Your Data is Worth its Weight in Gold Part 3
The Importance of Data Quality
Part II
Customer relationship management is based on the premise that organizations can reduce costs, increase revenues, and boost customer loyalty by organizing the way their systems and staff handle customer data. Enterprises tend to focus much more on CRM processes--the "where should this go and who should handle it"--than they do on the actual quality of customer data. "One of the hidden dangers of customer relationship management is enabling better access to bad data," say Erin Kinikin, vice president with the Giga Information Group. The result is akin to putting rotten peaches in faster, better-routed trucks--the peaches are still rotten when they get to market.
It is estimated that customer data degrades at a rate of about 2% per month. That is roughly 25% per year. Without proper maintenance and updates to the data, it is feasible that an organization could have a completely useless dataset in as little as four years or less. This degradation in data could render your organization vulnerable to failure.

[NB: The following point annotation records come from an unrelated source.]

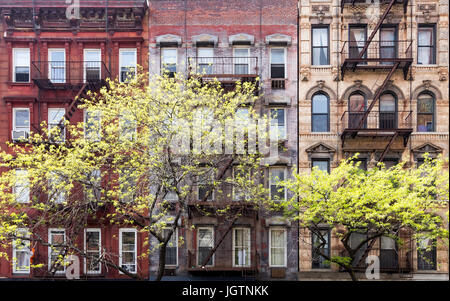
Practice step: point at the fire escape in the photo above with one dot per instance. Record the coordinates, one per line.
(387, 55)
(77, 77)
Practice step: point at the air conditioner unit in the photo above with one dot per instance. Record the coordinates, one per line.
(18, 136)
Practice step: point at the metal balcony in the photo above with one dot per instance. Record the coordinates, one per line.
(380, 55)
(53, 75)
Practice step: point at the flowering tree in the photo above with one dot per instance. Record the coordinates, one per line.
(364, 206)
(145, 148)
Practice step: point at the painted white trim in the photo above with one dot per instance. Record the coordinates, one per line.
(15, 128)
(175, 233)
(50, 50)
(14, 252)
(122, 230)
(270, 246)
(249, 247)
(212, 245)
(14, 63)
(121, 50)
(285, 60)
(85, 250)
(49, 255)
(270, 180)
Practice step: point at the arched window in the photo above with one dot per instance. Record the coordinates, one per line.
(356, 108)
(320, 118)
(388, 111)
(426, 112)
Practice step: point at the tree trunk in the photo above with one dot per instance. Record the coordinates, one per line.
(162, 262)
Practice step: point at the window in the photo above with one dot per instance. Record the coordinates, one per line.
(277, 63)
(277, 192)
(356, 108)
(241, 247)
(277, 247)
(92, 125)
(56, 238)
(92, 190)
(320, 245)
(278, 118)
(127, 183)
(205, 60)
(205, 243)
(320, 113)
(56, 190)
(55, 116)
(127, 64)
(425, 113)
(426, 254)
(127, 126)
(172, 247)
(241, 60)
(128, 250)
(21, 124)
(388, 43)
(57, 65)
(92, 248)
(320, 49)
(21, 65)
(357, 40)
(169, 61)
(92, 64)
(205, 186)
(426, 45)
(21, 252)
(321, 164)
(388, 111)
(21, 187)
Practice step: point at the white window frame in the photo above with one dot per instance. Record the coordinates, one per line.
(99, 50)
(237, 61)
(281, 135)
(22, 249)
(249, 247)
(52, 125)
(162, 57)
(24, 186)
(212, 245)
(270, 181)
(99, 125)
(99, 231)
(285, 61)
(270, 246)
(175, 237)
(121, 50)
(15, 128)
(50, 240)
(50, 50)
(121, 231)
(14, 65)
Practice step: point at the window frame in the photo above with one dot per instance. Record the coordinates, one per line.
(14, 64)
(433, 47)
(313, 27)
(121, 231)
(212, 245)
(285, 62)
(121, 50)
(270, 182)
(50, 230)
(321, 114)
(99, 231)
(284, 247)
(249, 247)
(15, 250)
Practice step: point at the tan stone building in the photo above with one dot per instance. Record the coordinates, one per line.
(373, 80)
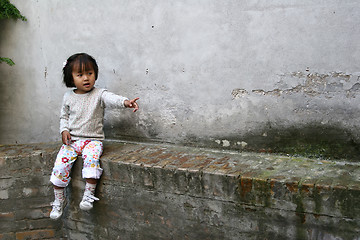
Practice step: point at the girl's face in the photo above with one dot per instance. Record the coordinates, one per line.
(84, 79)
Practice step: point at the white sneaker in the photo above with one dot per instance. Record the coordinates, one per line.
(87, 201)
(57, 210)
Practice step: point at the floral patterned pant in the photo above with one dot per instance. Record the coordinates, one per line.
(90, 150)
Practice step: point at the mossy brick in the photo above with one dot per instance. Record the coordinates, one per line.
(7, 235)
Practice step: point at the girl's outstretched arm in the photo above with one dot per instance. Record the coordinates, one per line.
(66, 137)
(132, 104)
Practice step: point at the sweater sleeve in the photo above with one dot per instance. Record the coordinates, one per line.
(111, 100)
(64, 116)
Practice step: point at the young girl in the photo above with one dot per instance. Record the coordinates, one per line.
(81, 127)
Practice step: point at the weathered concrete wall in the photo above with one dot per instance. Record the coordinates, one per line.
(153, 191)
(233, 74)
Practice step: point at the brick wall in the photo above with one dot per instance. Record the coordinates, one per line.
(169, 192)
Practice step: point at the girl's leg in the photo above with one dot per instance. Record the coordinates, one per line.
(91, 171)
(60, 178)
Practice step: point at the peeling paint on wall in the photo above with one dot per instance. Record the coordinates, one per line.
(312, 84)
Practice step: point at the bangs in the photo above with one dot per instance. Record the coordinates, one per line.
(82, 64)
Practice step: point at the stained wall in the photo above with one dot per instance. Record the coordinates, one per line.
(253, 75)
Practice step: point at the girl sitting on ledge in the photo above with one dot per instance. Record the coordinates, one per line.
(81, 127)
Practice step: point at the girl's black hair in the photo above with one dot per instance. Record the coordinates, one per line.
(82, 61)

With this information in hand, you must begin to formulate a data quality strategy for your organization. What is in a data quality strategy? According to Firstlogic, a well-known data quality expert organization, [a data quality] strategy is driven by goals and shaped by perspective. You must be asking yourself the what, where, when, how, and whys surrounding your data. For example, if one of your corporate goals is to increase response rates of your marketing campaigns by improving customer data, the what is already dictated. The goal already answered the why - to improve response rates. Perspective will dictate the where and how you need to cleanse the data. If the customer data for the marketing campaign resides in a CRM system, is augmented by purchased lists, and is largely person name and address information-the where is apparent. When you examine, in detail, the impact of goals and perspective on a data quality strategy, the contents of the strategy become apparent:
- A statement of the goal that is driving the project
- A list of the data elements that support the goal
- A statement of the type of data to be cleansed
- A discussion of cleansing solutions that match the type of data
- A description of where the data resides
- A plan for how often the cleansing activity will occur and on what systems
- A plan for how, where, and when the data can be accessed for cleansing
- An inventory of the existing data touch points
- A plan for filtering, or at least "buffering" each touch point, and perhaps eliminating or combining touch points
When you set off to design your first data quality strategy, whether it be in a document or on a white board (more common) give some consideration to the points we have listed here. The more of these points you incorporate in your strategy the greater the likelihood your data quality project will be successful and achieve the desired goals.